Metroland
- First edition
- Author: Julian Barnes
- Language: English
- Genre: Bildungsroman
- Publisher: Jonathan Cape
- Publication date: 1980
- Publication place: United Kingdom
- Media type: Print (Hardback & Paperback)
- Pages: 176 pp
- ISBN: 0-224-01762-4
- OCLC: 27013621
- Dewey Decimal: 823/.914 20
- LC Class: PR6052.A6657 M47 1980

= Metroland (novel) =

1980 novel by Julian Barnes

Metroland is an English novel written by Julian Barnes and published in 1980, the author's first book.

==Overview==
Metroland is a first person account of Christopher Lloyd and his experiences growing up in the so-called Metro-land (a name given to the suburbs to the north-west of London that were served by the Metropolitan Railway), his brief life in Paris as a graduate student and the early years of his subsequent marriage. It is divided into three sections: I Metroland (1963); II Paris (1968); and III Metroland (1977). As adolescents Christopher and his childhood friend Toni had shown contempt for the bourgeois establishment but this lifestyle is one that Christopher ultimately chooses, much to Toni's disappointment, obtaining a secure job in publishing, marrying, buying a house and having a child. Christopher realises that his normal life and somewhat mundane marriage are not perfect, nor are they necessarily more exciting than his time in Paris with his bold French girlfriend Annick, but he does love his wife and is content.

==Reception==
Philip Larkin wrote a letter to Barnes.
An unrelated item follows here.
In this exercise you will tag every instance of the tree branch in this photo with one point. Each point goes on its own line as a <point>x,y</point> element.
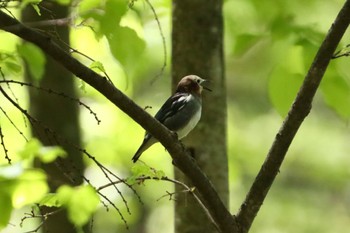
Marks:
<point>298,112</point>
<point>181,158</point>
Barnes later recounted that Larkin had written "that he had much enjoyed it, despite his prejudice against novels with people under the age of 21 in them. He added, gloomily, something like, 'but is that what life's like nowadays?' This unexpected praise was the most gratifying moment of the strange passage of first publication." Barnes' mother complained about the book's "bombardment" of filth.

==Film adaptation==

In 1997 Metroland was made into a film starring Christian Bale and Emily Watson, with a score by Mark Knopfler. The executive producer was Andrew Bandall and the director was Philip Saville.